L'allenatore nel pallone (also known as Trainer on the Beach) is a 1984 Italian comedy film directed by Sergio Martino. The title means literally The coach in the ball (were the word pallone means both ball and soccer/football), a pun on the Italian idiom "to go in the ball" which means "to get confused" or "to lose one's mind". The film was a box office success and achieved a large cult status in Italy, mainly thanks to the many cameo appearances by soccer players, coaches and journalists. The film had a sequel in 2008, L'allenatore nel pallone 2.

== Plot summary ==
Oronzo Canà, a manager with a far from good résumé, is hired as the coach of a small football team in northern Italy, called "Lombard" ("Longobarda"), which have secured a spot in the prestigious Serie A.

The decision is met with justified skepticism by the media, who mercilessly make fun of Canà after a run of poor results, including a 5–1 defeat against Roma and a 7–0 defeat against Milan.
Oronzo is still optimistic about his chances, but it soon turns out the club's owner isn't willing to invest money to strengthen the team, as his plan is to get relegated to Serie B right away and he felt Canà was the ideal fall guy.
Poor Oronzo is upset, but not ready to give up. He goes to Brazil with a friend of him (Andrea Roncato), a notorious swindler who passes himself as a talent scout/agent, in search of a good player. After having been promised some well-known Brazilian stars, Oronzo has to settle for Aristoteles, a young unknown they found playing on a dusty pitch for a minor team, and he takes him to Italy.

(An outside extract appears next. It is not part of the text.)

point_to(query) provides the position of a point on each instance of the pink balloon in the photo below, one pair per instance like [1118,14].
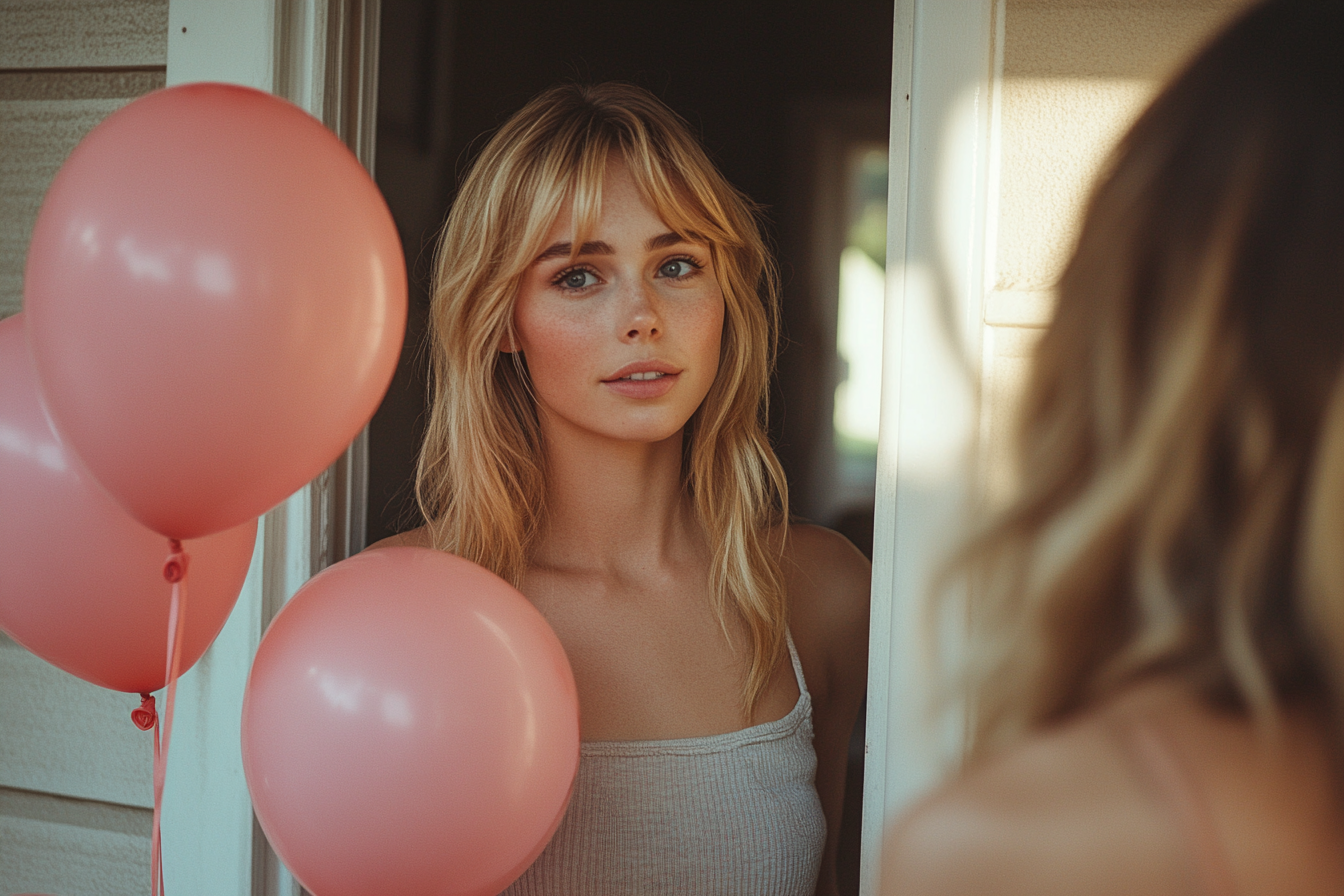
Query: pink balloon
[217,298]
[410,727]
[82,583]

The young guy soon begins to show his great talent and Longobarda suddenly have a chance to actually avoid relegation. However his teammates, who are in cahoots with the owner, are hostile toward Aristoteles. Just before the final matchday, the chairman issues an ultimatum to Oronzo: "don't play Aristoteles, lose the final game of the season against Atalanta and get the team relegated to secure yourself a fat contract for next season".
Canà is torn, but accepts the offer. Late in the game, however, encouraged by his daughter (whose love has helped Aristoteles to win saudade and to establish himself as a lethal forward), Oronzo takes off one of the corrupt players for his striker. With only minutes to go, Aristoteles scores twice to give Longobarda a decisive win to survive.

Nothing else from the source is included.